Expression of unique intergenic regions conserved among thermococcal genomes
Expression of repetitive intergenic regions conserved among thermococcal genomes
Among the three ncRNAs clustered in this category (Table 1), sRk49 shows sequence similarities with two additional regions in P. abyssi (49.2 and 49.3) and three in P. horikoshii(Additional file 5, Figure S4A). Sequence similarities preclude the design of specific probes to distinguish between sRk49 and 49.2. Northern blot signals provided evidence for a growth stage-specific transcription pattern with the most abundant species migrating about 150 nt. These transcripts could arise from either of the loci harboring an upstream TATA-like promoter (sRk49 and 49.2) (Additional file 5, Figure S4B & C). CR-RT-PCR experiments failed to detect primary transcripts, but suggested that antisense transcripts are expressed from the sRk49 operon (data not shown). Specific RNA structures or RNA modifications could have impeded the accurate amplification of the primary transcripts. Moreover, related sequences in the P. horikoshii genome are all clustered with CRISPR cassettes showing an organization comparable to that observed for the 49.2 region. All sRk49 variants are atypical in that they contain multiple short polyA stretches making RNA folding into stable helical structures implausible.

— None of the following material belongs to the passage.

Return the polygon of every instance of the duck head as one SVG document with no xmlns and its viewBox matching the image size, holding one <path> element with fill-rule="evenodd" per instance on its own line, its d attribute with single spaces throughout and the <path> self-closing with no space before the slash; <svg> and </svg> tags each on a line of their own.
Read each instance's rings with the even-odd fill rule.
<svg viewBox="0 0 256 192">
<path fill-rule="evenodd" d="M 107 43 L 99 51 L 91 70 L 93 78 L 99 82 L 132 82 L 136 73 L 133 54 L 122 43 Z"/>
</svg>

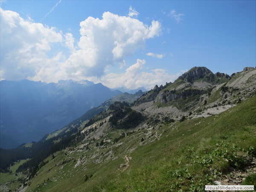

Expression of repetitive intergenic regions specific to P. abyssi
As mentioned earlier, the sRkB and sRkC loci are part of a set of six similar sequences that had no counterparts in other thermococcal genomes and are therefore specific to P. abyssi. Consistent with their lack of expression, the BRE/TATA promoter sequences are missing in the other four other P. abyssi loci (Additional file 4, Figure S3B). Strikingly, one of these loci corresponds to the 3' end of the PAB1452 open reading frame. This ORF has been identified as a 'single OrfB element' of the IS605/IS200 family of transposases .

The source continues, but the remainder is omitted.